More regulations by local and state regulators also are in the offing, and E&Ps should consider preparing for them now. Today, mandates for baseline water testing pre- and post-drilling are required only in Wyoming and Colorado. Pennsylvania doesn’t require testing, but “the relevant resumption of liability for pollution of nearby water sources applies,” analysts said.

It all goes back to the county and municipal levels. The reason many unconventional developments are in only a handful of counties is because water use for fracking in those areas may not exceed annual water use by local residents.

Where an E&P drills also determines the water risks. In the massive Permian Basin of West Texas, more than 9,300 wells have been developed since the beginning of 2011. Because operators are going after oil-rich output, however, average water use per well is low when compared to gas-dominated plays that may require 1.1 million gallons per well.

For that reason, the Permian “will likely support a higher density of wells per acre than any other shale play.”

The Permian and the Eagle Ford Shale continue to capture a lot of capital even though Texas is in a historic drought condition, with little surface water and ground aquifers drying up. The Ogallala, or High Plains, Aquifer overlaps the Permian and has experienced some of the steepest water level declines in the country.

Producers have turned successfully to alternatives,such as recycled water or brackish groundwater, of which Texas has plenty. “Vast reserves of brackish groundwater” today are providing about 20% of the water used in the Permian and Eagle Ford, according to the study.

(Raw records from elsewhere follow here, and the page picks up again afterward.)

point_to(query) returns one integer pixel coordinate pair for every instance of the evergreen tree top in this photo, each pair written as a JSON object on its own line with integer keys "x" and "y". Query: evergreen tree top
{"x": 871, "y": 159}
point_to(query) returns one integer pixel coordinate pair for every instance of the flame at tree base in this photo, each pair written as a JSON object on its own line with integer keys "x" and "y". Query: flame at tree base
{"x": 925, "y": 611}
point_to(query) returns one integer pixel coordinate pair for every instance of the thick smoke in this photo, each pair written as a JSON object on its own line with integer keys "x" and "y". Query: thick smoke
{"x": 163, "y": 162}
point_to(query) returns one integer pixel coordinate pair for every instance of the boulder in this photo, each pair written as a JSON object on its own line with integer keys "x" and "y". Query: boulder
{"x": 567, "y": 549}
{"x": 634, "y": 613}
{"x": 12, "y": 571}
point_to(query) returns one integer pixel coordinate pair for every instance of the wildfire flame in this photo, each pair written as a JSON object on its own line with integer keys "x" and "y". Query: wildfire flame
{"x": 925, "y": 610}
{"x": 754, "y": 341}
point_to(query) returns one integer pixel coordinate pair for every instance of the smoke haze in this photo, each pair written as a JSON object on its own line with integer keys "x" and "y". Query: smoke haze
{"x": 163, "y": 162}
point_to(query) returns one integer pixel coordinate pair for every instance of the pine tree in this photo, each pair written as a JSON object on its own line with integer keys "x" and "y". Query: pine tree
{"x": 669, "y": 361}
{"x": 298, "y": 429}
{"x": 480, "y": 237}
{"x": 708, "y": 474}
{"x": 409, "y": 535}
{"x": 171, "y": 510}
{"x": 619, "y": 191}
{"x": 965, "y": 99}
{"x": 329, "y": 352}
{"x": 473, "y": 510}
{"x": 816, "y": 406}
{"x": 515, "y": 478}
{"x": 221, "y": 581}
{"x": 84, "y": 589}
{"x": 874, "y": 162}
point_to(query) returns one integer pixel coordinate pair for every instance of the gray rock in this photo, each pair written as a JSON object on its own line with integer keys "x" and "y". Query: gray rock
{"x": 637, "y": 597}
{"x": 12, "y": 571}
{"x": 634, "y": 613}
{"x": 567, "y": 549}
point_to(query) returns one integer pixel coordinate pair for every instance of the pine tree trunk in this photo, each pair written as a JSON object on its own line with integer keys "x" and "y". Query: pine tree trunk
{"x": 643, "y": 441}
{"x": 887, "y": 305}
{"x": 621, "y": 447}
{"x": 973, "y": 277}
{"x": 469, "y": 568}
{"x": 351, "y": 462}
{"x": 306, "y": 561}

Still, it’s an expensive and energy-intensive undertaking to make slightly salty water usable for drilling. And it hasn’t been determined yet if withdrawing brackish water compromises fresh aquifers.

“For companies operating in these high risk areas, no single technology, whether recycling, brackish water use or greater use of waterless fracturing technology, will be enough,” the SG analysts said. Operators will need to deploy a variety of tools and strategies — and substantially improve operational practices…Measures to improve water efficiency across the shale development water cycle should be a priority for companies in these regions.”

In comparing water recycling rates by basin/shale play, SG researchers found that the Permian tops all others, with 36.6% of its total well count using recycling in the first half of 2013. The Permian was followed by the Eagle Ford (17.2%), Marcellus (7.6%), Barnett (6.8%) and Haynesville (1.8%).